With a leasehold, you own the property (subject to the terms of the leasehold) for the length of your lease agreement with the freeholder. When the lease ends, ownership returns to the freeholder, unless you can extend the lease.

Letting Agent

The letting agent is responsible for helping landlords and their tenants. Duties of a letting agent include managing rental properties, finding tenants and making sure rent is paid. A letting agent is responsible for managing properties for private landlords. Depending on the level of service acquired, the agent’s responsibilities can include finding tenants, collecting rent, and fully managing the tenancy.

Loan To Value(LTV)

Loan-to-value (LTV) is an often-used ratio in mortgage lending to determine the amount necessary to put in a deposit and whether a lender will extend credit to a borrower.

Local Authority Search

An application made to the appropriate Local Authority requesting details of any planning or other matters which might affect the property being sold.

Lump sum payment

Payment in full in a single sum made at one time.

M

Mortgage Deed

A legal document relating to the mortgage lenders interest in the property.

N

Negative Equity

When the value of a property is less than the outstanding sum owed on a mortgage.

Notice Period

This is the amount of time that the landlord or tenant must give the other party to end the tenancy.

O

Occupancy Rights

These rights are included within the tenancy agreement and give tenants the right to occupancy of the property.

Offer

A bid made by a prospective buyer, this is not legally binding.

P

Portfolio

A property portfolio is a collection of property investments owned by an individual, a group or a company.

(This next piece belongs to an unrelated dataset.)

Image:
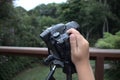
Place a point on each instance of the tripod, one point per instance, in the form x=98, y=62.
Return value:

There are many benefits to owning a property portfolio as opposed to either owning no properties or owning just one investment property.

Portfolio Gearing

Gearing is a term used to describe the overall equity levels within a portfolio of properties and gives an indication of the level of debt against the portfolio value. If a portfolio has a high gearing there is very little equity in the overall portfolio.

R

Remortgage

Remortgaging is the process of switching your existing mortgage to a new deal, using the same property as security.